Nov. 12, 2010

filmsgraded.com:
7 Faces of Dr. Lao (1964)
Grade: 72/100

Director: George Pal
Stars: Tony Randall, Barbara Eden, Arthur O'Connell

What it's about. A curious mix of fantasy, comedy, and romance, with the agreeable mood interrupted only by a memorably gloomy fortune told at the expense of frivolous matron Lee Patrick.

It is a western set circa 1910. Mysterious elderly Chinaman Dr. Lao (Tony Randall) arrives at a sleepy town dominated by grasping robber baron Stark (Arthur O'Connell). Stark is opposed only by small-time newspaper publisher John Ericson, a Perfect Man who is nonetheless not good enough for hottie librarian Barbara Eden, a widow and the mother of perky and well-behaved pre-teenager Timmy (Noah Beery Jr.).

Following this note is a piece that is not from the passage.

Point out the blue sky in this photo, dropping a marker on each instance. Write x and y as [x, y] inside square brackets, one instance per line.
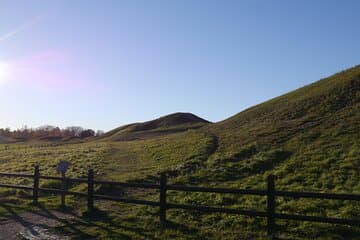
[101, 64]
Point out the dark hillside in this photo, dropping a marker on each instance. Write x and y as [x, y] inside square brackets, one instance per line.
[173, 123]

Dr. Lao promotes his circus, a two-day event held just outside of town in a makeshift tent. The curious townsfolk, all one dozen of them, attend the circus on both days, where they are entertained by Tony Randall in his various visages. He is alternately Dr. Lao, the Abominable Snowman, incompetent magician Merlin, soothsayer Apollonius of Tyana, shirtless half-goat flute-player Pan, green-skinned and snake-haired Medusa, and a giant serpent. Actually, the serpent is animated, but Randall does provide the voice, which sounds more like a mixture of Peter Lorre and Paul Lynde.

Randall, via Pan, makes Eden all hot for hunky Ericson. More importantly, he warns the town against selling out to Stark, who wants to purchase all the real estate before an impending railroad makes it valuable. Stark doesn't seem to mind, though, having already been schooled by Randall in the form of the Apollonius and the giant serpent.

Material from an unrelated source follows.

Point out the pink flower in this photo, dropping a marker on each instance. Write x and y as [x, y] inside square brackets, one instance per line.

How others will see it. 7 Faces of Dr. Lao was a costly MGM production. Unfortunately, it was also a box office bust, and thus the last movie directed by animation specialist George Pal. It did receive win an honorary Oscar for William Tuttle's make-up, and Jim Danworth was Oscar-nominated for special visual effects.

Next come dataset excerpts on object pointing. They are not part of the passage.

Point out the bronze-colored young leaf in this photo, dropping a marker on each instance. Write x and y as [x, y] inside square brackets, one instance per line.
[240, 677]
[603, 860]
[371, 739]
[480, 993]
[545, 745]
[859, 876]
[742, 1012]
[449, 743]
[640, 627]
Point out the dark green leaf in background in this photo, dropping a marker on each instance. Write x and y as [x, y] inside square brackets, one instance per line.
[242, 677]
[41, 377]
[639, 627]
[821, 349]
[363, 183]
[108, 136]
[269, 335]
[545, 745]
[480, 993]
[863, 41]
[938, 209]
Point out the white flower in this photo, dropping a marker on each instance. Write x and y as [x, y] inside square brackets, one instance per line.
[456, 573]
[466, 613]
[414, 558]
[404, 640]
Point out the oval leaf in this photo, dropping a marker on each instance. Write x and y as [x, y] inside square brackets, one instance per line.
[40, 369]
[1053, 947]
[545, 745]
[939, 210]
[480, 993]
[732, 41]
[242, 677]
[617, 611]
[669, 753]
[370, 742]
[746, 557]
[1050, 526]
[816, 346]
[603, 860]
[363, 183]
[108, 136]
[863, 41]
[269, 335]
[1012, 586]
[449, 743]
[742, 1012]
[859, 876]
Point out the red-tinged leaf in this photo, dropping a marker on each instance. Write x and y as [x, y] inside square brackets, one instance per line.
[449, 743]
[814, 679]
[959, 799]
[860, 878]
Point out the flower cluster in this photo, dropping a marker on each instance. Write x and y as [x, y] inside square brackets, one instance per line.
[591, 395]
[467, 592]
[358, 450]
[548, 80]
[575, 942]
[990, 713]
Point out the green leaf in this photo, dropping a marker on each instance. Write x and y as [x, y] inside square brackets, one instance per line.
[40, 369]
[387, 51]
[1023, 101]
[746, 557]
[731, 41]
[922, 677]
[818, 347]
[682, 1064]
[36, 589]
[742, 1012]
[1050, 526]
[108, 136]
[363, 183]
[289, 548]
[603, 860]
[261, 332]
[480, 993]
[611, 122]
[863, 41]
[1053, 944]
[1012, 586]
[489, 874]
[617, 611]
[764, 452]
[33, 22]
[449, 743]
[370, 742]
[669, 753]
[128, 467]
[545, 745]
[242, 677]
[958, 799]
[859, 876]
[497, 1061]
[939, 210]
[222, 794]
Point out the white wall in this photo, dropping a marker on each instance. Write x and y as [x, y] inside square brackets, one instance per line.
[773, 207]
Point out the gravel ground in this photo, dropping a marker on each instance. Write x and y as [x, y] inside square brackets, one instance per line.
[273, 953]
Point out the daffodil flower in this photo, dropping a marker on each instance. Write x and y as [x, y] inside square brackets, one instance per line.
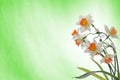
[93, 48]
[107, 58]
[112, 32]
[85, 23]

Time has been kind to the film. Today, the Loch Ness Monster looks hokey, but Tony Randall's multiple-role performance is a gem. We are actually glad that Peter Sellers, then celebrated for his ability to play varied roles in the same film a la Dr. Strangelove, did not get the part. Pal had wanted Sellers, but cost-minded MGM already had Randall under contract.

At imdb.com, the user reviews and message board chatter is almost uniformly positive. The user ratings are a bit more mixed, averaging 7.0/10 and a rather low 6.6 from Top 1000 voters. Women between 18 and 29, who may take a motherly interest in adorable young Timmy, like it best at 7.4/10.

How I felt about it. We like it. Oh, we are aware that the sudden growth of the Loch Ness Monster looks fakey, that Stark would never reveal the coming of the railroad, and that Barbara Eden has the right to wait for cuter and more amusing Larry Hagman.

Nonetheless, Dr. Lao puts on the best one-man circus act in world history, even if he has to borrow footage from a prior and less interesting George Pal epic (Atlantis, the Lost Continent) to do so. He's even convincing as Medusa, purportedly a woman. He's particularly entertaining as the voice of the serpent, a cynical creature who knows more than his appearance suggests. His turn as Pan is less riveting, even though Eden is oddly possessed by the music of Zamfir. He can't do much in his abominable snowman costume, either, not even put a star on top of the Christmas tree.

There are two morals: magic exists, and good prevails. Both are relevant to the movies, but will disappoint you in real life. The trick to swindling is to keep a low profile. Try making a movie out of that one.